Figure 6. Increased expression of Il11 in polyps and Lkb1-deficient fibroblasts.

(A) Western blot and (B) mRNA expression of Lkb1 in primary Lkb1^fl/fl MEFs 2 passages after AdCre transduction. Control cells were transduced with AdGFP. (C) Relative mRNA expression of indicated genes after Lkb1 deletion. Data are shown relative to β-actin mRNA levels for triplicate samples and normalized relative to control (AdGFP) cells. MEFs derived from 3 independent embryos of the same genotype were used and data shown are the average of 3 experiments. (D) Relative mRNA expression of indicated genes after Lkb1 deletion. Average of triplicate samples is shown relative to control (AdGFP) cells. Primary gastric fibroblasts derived from 3 independent mice of the same genotype were used and data shown are the average of 3 experiments. (E) Relative expression of Il11 mRNA in PJS mouse model polyps compared with adjacent normal mucosa (genotypes indicated). n = 3–5 mice per data point. (F) ELISA measurement of secreted IL-11 from primary Lkb1^fl/fl MEFs after Lkb1 deletion. MEFs derived from 3 independent embryos of the same genotype were used and data shown are the average of 3 experiments. (G) Western blot analysis of p-STAT3-Y705 in wild-type intestinal epithelial crypts incubated for 45 minutes with IL-6 or IL-11 (20 ng/ml). Representative blot of 2 independent experiments is shown. (H) qPCR analysis of Reg3b, Reg3b, and Lrg1 mRNA expression in intestinal organoids cultured with IL-6 and IL-11 (20 ng/ml). Average of 3 experiments is shown. Error bars denote SEM. *P < 0.05 as assessed by paired (C, D, F, and H) or unpaired (E) 2-tailed t test. In qPCR experiments, β-actin was used as the normalizing control. n.d., not detected

Figure 7. Pharmacological JAK inhibition reduces polyposis.

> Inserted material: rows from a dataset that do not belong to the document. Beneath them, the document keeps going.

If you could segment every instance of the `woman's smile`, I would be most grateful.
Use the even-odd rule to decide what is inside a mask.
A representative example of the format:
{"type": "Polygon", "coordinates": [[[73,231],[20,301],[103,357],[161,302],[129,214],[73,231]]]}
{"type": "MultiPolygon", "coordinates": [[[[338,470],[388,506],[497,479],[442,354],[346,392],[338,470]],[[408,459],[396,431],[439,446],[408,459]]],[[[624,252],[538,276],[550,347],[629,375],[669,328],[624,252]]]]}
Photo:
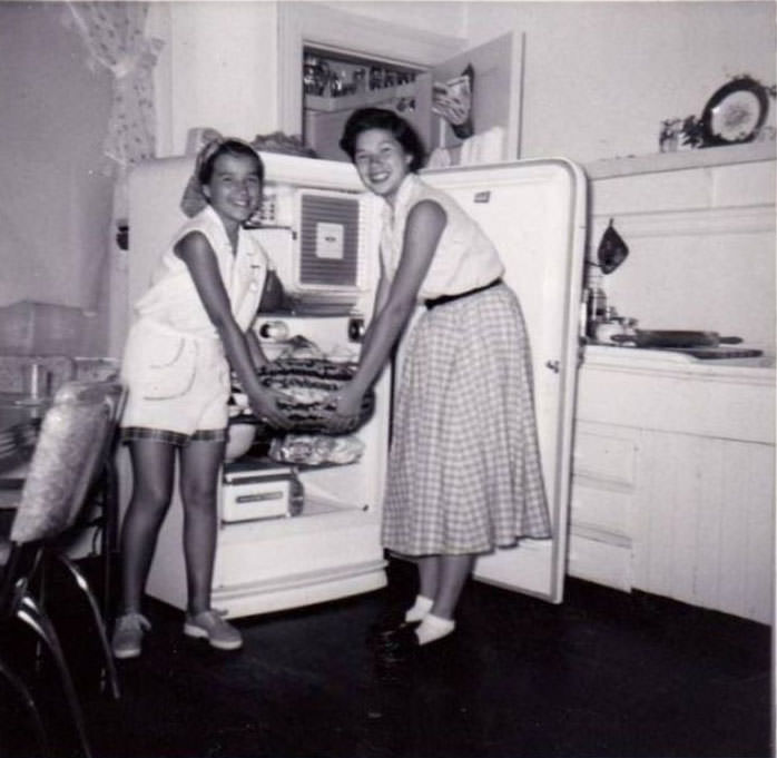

(A) Outline of the experiment. Lkb1^FspKO/FspKO mice were treated with ruxolitinib or control for 6 weeks and sacrificed at about 20 weeks of age. (B) Quantification of polyp number (nr) in control and ruxolitinib-treated mice. Lines depict mean and standard deviation. (C) Quantification of total polyp area in control and ruxolitinib-treated mice. Two-tailed unpaired t test was used as a statistical test. (D) Macroscopic images of representative untreated and ruxolitinib-treated mouse stomachs. Scale bars: 50 mm.